Uninhibited lyrics have always found a place with Showbread and the final band release, Showbread is Showdead, carries on that tradition even more forthrightly. “Dear John Piper (Stillbirth in Space)” lambastes Piper, a vocal proponent of a God who determines the resting place of our souls through predestination. Animal cruelty comes under attack during “Harry Harlow and the Monkeys of Despair” as Harlow was infamous for his brutal psychological testing methods used on Rhesus monkeys.
The bass of Patrick Porter ushers in “Raw Rock Theology” where Showbread delivers an explanation of the band’s intentions.

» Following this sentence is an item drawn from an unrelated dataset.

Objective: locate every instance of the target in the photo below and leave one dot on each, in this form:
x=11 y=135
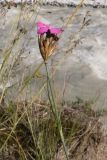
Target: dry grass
x=29 y=130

landscape of blood and cholesterol
from the throats of screaming animals
the shopping malls of cannibals
and child slaves in the stained glass walls
wake up oh you sleeping child
whose heart is for rebellion
draw them from their seats of comfort
into non-violent insurrection
The fear of being real is vocalized by the incredible duo, Dies and the too long absent Ivory Mobley, during the bouncing beat of “My Shadow is a Bat”. Showbread even speaks shit on the rocking “Legacy of Skubalon” (excuse the terminology, but Skubalon does mean excrement).
“Why Shouldn’t We Kill Ourselves?” features an added touch with a pair of females vocalists, Whitney DePaoli and Loni Evans as Showbread puts the cross-hairs on artistic mediocrity.
stop the assembly line, the 3D printed new man
silence the copy past copy past copy bands
milk homogenized without the cream on top
planet world wide web that time forgot
new your is sinking in a hotbed of snakes
she’s got her tail in her teeth, she’s got her foot on the brakes
force fed the derivatives until we soil the bed
carbon copies, so scared, so dead
Josh Dies takes on the role of elder statesman on the mild toned closing song, “Life After Life After Death”. Dies shares his personal feelings with a clarity that is typically absent from Showbread’s veiled lyrics.
If I can be some light for you
To help you find your was
Just pointing at someone bigger than me
Then that would be okay
For you to know him like I do
And even better still
And oh the way we love you
And oh we always will
The art of Showbread seemed destined to end as it has; with a fiery blaze of glory. This final album, Showbread is Showdead, will go down as the pinnacle achievement for this illustrious band.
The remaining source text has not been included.